Only a small stack of green information forms remained from the more than 400 printed earlier in the week, the Workforce Development Resource Center job developer said.

"It’s sad so many people are out of work, or looking for better jobs," Ms. Craddock said.

"But that’s what we did it for," she said. "We wanted to provide something for the people of Lawrence County who lost jobs or need help."

The resource center’s second annual Job Fair put employers looking to hire workers into the same room with those job seekers.

Hundreds filled out job application forms for, the CAO, AK Steel, STAR Community Justice Center, Applied Card Systems, home health agencies, the U.S. Army, River Valley Health System, Columbus corporations, Ironton’s newest manufacturer – Liebert Corp. – and many others.

"There’s a variety of employers who want to hire above minimum wage," Ms. Craddock said.

Even if local employment is increasing, considering the area’s economic development efforts, job recovery takes time and job fairs are one way to help, Ms. Craddock said.

Companies like them too because they can get a lot of qualified applicants quickly, she added.

While handing out bags of information to job seekers, Ms. Craddock looked around at more than 40 tables of potential employers.

"They are overjoyed with the response," she said.

Terri Gipson of Safe Harbor shelter in Ashland, Ky., taking applications for case workers, said she will make calls on many she received.

"We have some wonderful qualified applicants," she said, adding there are more than if Safe Harbor had advertised.

"And it’s much more beneficial to see people face-to-face."

Although Joseph Hawes of Huntington, W.Va., came to find an extra job now that he’s retired, he said the job fair is an opportunity that came just in time.

"It’s an opportunity to talk to as many employers as possible," he said. "They are an excellent idea that cities never supported in the past. And now it’s great that they are."

Ms.

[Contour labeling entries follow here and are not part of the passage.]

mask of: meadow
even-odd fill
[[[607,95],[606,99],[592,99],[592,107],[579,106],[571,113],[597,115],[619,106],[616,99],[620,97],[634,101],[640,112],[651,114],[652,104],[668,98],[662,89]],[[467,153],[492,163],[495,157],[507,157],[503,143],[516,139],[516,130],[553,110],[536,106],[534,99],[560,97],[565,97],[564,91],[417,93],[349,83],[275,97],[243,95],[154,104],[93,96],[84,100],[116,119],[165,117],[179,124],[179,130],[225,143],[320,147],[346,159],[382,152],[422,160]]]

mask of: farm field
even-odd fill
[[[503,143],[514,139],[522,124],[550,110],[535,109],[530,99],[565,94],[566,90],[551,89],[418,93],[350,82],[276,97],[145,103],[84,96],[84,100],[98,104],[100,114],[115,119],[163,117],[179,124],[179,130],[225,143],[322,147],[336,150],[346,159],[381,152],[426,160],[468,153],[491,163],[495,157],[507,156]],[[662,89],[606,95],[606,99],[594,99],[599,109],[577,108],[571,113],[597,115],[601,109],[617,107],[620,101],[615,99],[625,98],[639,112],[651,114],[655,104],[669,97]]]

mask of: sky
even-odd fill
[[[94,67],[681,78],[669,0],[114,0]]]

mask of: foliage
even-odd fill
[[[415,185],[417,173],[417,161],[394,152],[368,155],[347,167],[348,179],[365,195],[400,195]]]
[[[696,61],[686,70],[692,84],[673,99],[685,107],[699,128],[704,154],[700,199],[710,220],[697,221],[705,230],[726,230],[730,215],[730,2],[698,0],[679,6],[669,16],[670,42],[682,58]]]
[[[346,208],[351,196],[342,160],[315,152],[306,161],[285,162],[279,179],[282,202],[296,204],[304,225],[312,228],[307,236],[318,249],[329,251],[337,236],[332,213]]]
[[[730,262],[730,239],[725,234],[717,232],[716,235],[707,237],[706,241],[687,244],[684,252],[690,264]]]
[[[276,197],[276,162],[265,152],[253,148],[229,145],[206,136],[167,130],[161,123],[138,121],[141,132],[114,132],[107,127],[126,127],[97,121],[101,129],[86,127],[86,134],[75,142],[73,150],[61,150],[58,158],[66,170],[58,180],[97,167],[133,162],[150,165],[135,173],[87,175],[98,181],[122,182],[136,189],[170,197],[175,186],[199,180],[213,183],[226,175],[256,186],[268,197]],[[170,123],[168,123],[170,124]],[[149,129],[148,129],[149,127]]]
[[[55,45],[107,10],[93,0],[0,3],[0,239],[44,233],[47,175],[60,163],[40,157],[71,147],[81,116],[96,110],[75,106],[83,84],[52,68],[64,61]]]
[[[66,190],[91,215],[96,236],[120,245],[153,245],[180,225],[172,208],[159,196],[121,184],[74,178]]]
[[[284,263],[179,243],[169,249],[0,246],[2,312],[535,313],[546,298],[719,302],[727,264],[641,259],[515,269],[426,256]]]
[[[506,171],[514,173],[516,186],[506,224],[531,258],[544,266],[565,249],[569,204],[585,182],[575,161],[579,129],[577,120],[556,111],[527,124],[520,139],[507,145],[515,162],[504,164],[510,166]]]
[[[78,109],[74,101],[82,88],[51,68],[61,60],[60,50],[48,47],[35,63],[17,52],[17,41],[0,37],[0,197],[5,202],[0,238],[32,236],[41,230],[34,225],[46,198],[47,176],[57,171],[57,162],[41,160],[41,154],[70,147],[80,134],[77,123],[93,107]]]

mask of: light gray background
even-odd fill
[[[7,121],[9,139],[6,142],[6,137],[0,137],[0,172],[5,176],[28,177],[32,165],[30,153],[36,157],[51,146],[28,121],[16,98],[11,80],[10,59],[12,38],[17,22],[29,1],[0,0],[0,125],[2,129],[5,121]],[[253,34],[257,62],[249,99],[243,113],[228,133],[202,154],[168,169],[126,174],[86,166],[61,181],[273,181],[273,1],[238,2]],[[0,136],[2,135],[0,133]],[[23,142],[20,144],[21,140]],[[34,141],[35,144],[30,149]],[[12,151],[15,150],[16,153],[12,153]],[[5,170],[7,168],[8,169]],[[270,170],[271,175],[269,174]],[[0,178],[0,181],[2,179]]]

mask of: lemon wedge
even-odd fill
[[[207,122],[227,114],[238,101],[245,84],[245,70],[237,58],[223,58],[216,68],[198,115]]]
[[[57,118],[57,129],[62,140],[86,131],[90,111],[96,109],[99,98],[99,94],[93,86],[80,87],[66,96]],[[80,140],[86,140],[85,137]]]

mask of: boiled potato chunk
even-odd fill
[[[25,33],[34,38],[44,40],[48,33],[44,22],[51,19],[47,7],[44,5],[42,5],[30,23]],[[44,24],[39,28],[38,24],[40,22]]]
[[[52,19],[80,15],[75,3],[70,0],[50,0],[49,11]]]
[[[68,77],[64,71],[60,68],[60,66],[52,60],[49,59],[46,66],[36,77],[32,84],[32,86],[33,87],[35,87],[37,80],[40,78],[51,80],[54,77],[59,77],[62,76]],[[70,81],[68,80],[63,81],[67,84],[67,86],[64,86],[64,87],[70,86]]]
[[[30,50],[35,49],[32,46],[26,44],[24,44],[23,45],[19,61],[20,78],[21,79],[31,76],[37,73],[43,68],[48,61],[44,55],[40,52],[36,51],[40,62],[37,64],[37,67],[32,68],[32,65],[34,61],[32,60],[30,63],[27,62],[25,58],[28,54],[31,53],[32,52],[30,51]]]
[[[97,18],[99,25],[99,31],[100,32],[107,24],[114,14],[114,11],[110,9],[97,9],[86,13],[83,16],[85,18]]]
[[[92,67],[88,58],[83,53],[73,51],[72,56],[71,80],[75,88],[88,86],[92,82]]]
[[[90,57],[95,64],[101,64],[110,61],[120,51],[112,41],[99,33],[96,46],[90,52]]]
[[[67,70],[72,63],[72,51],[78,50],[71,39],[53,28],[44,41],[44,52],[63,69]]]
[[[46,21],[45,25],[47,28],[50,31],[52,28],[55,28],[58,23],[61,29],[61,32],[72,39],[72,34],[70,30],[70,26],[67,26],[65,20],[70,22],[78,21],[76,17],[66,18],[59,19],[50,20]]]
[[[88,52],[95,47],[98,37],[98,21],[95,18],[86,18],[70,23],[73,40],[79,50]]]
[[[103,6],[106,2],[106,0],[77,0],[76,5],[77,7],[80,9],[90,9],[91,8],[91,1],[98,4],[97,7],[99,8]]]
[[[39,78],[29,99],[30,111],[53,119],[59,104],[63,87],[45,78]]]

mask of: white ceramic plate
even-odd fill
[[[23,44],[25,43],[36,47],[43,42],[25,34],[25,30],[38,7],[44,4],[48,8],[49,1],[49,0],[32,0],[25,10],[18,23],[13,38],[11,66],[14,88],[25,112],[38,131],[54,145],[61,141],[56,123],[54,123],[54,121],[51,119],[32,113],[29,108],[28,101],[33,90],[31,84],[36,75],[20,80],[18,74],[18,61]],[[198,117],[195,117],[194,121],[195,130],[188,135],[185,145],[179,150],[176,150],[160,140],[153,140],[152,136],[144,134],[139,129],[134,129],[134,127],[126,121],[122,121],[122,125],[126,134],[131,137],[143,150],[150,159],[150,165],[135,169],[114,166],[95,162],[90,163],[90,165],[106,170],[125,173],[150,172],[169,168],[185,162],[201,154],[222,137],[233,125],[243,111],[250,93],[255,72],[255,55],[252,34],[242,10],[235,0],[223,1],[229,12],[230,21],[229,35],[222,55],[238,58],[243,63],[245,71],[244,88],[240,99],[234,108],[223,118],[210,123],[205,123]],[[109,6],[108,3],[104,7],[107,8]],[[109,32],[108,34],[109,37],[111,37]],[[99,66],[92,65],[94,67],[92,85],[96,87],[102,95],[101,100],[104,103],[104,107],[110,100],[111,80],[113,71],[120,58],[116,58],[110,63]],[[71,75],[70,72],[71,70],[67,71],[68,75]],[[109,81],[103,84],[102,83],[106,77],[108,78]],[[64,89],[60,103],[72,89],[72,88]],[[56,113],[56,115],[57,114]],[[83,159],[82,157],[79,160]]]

Craddock said the Workforce Development Resource Center hopes to continue the Job Fair trend for many years to come, despite the economies twists and turns.

The fairs are necessary to link workers to what is out there in the job market, she said.

"For example, if an Ironton iron worker were not willing to relocate, they may have to go into another field," she said. "This is a good place to get a feel for that and talk to different employers in different areas."

Job Fair 2000 was an overall effort of the WDRC, OUSC, Ohio Bureau of Employment Services and other agencies.

The WDRC is located at 123 N. Third St. in Ironton.